By Margaret Harding
Pittsburgh Tribune Review
PITTSBURGH, Pa. — When Pittsburgh paramedics try to treat a child in such extreme trauma they can’t access veins for an intravenous line, they push and twist a needle until it goes into a bone to get the necessary medications flowing.
Starting in June, they’ll have a quicker option.
City paramedics will finish their training at the end of this month with EZ-IO drills, which will allow them to quickly bore into the bone of an adult or child to place an IV. Doctors who ride with the medics already use them.
The department paid about $12,000 for 19 drills.
“The sound reminds you of being in the dentist, but it’s very quick and very painless,” said Brian Smouse, EMS crew chief and training officer. “We’re able to hook up the IV and give fluids and medications.”

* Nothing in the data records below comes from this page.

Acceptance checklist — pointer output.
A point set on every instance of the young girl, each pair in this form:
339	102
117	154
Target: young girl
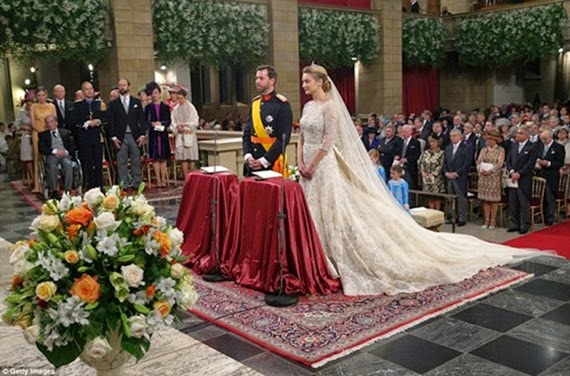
375	158
398	186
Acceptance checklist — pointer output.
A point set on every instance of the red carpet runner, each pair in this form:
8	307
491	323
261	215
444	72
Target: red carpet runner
322	328
555	238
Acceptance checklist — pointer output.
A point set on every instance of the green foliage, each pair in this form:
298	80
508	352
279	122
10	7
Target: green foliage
499	39
424	41
333	38
210	32
54	30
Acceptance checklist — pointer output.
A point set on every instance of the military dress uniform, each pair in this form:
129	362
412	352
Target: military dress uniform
89	139
269	119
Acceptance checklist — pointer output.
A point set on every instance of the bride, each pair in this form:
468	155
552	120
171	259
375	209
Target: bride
371	243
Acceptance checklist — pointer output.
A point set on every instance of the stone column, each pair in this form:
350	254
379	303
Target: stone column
283	51
132	53
380	82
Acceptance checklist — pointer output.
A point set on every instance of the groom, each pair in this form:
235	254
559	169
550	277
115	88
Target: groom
267	127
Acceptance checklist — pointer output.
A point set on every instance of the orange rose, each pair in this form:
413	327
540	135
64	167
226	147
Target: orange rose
17	281
150	291
80	216
86	288
164	241
162	307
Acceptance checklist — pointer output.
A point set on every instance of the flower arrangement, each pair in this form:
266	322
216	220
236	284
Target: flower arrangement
294	173
424	41
215	32
335	39
500	39
54	30
100	265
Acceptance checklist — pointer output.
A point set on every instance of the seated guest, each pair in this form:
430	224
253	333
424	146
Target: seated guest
489	166
431	169
375	158
399	187
57	146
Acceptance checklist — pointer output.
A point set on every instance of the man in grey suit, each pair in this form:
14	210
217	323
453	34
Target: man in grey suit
457	161
126	120
520	164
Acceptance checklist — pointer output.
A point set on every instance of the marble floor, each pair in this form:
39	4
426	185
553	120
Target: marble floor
524	330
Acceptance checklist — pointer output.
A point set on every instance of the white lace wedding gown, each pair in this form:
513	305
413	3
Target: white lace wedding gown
370	242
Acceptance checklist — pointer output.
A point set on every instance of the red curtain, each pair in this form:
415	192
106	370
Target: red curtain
343	79
420	90
363	4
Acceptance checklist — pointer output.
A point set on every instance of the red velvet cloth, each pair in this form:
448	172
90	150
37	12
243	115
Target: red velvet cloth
257	265
194	219
362	4
420	90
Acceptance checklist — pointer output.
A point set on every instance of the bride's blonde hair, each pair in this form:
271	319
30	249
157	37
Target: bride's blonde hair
319	73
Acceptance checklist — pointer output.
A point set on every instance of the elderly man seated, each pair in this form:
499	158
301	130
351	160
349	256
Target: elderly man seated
57	145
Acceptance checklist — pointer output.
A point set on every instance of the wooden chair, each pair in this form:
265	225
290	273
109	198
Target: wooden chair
472	190
537	199
562	194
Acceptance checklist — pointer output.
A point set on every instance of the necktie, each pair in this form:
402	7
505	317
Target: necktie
62	109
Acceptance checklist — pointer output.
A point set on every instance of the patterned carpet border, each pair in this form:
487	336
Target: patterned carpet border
322	328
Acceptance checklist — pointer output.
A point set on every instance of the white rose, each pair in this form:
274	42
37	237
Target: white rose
106	221
31	333
98	348
177	271
176	237
139	327
187	296
133	275
18	252
93	197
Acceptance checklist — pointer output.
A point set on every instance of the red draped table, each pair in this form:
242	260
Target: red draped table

Smouse said the drills will be used on patients in cardiac arrest — which medics see nearly every day — or other trauma that causes veins to collapse. The push-and-twist technique only works with children; the addition of the drills allows medics to treat adults similarly.
“If I can get an IV in a cardiac arrest patient, I’m going that route,” Smouse said. “If I don’t have an IV access, now with an adult, I can put this drill in.”
The drill can get a needle in with no pressure in about 10 seconds, as medics learned recently when they practiced with synthetic flesh and bone at a Strip District training center.
“Once you get through your initial shock, you can really get used to it,” paramedic Romayne Bendig said. “I’m a mom, and I have trouble drilling things into people, but I can do this.”
Allegheny General Hospital in the North Side bought the drills for the rescue companies it commands in 2005. Robert Rathi, a spokesman for West Penn Allegheny Health System, said the drills have been a “tremendous success.”
“This is a life-saving device,” Rathi said. “There are times when you have to administer medicine to patients to save a life.”
NorthWest EMS, which serves McKees Rocks, Stowe, Kennedy and other communities, uses its drills two to five times a month, District Chief Kevin Early said.
“They make things pretty smooth,” Early said. “They’re actually very convenient.”
Jim Blosser, clinical manager of EZ-IO, based in San Antonio, Texas, trained the medics on the drills. He had a colleague use one on him.
“The insertion pain was minimal,” said Blosser, a former Pittsburgh paramedic. “The same as sticking needles in the hand when you’re in paramedic school.”
Still, he said it was nerve-wracking.
“Anytime you’re being stuck with a needle, you have that apprehension,” he said.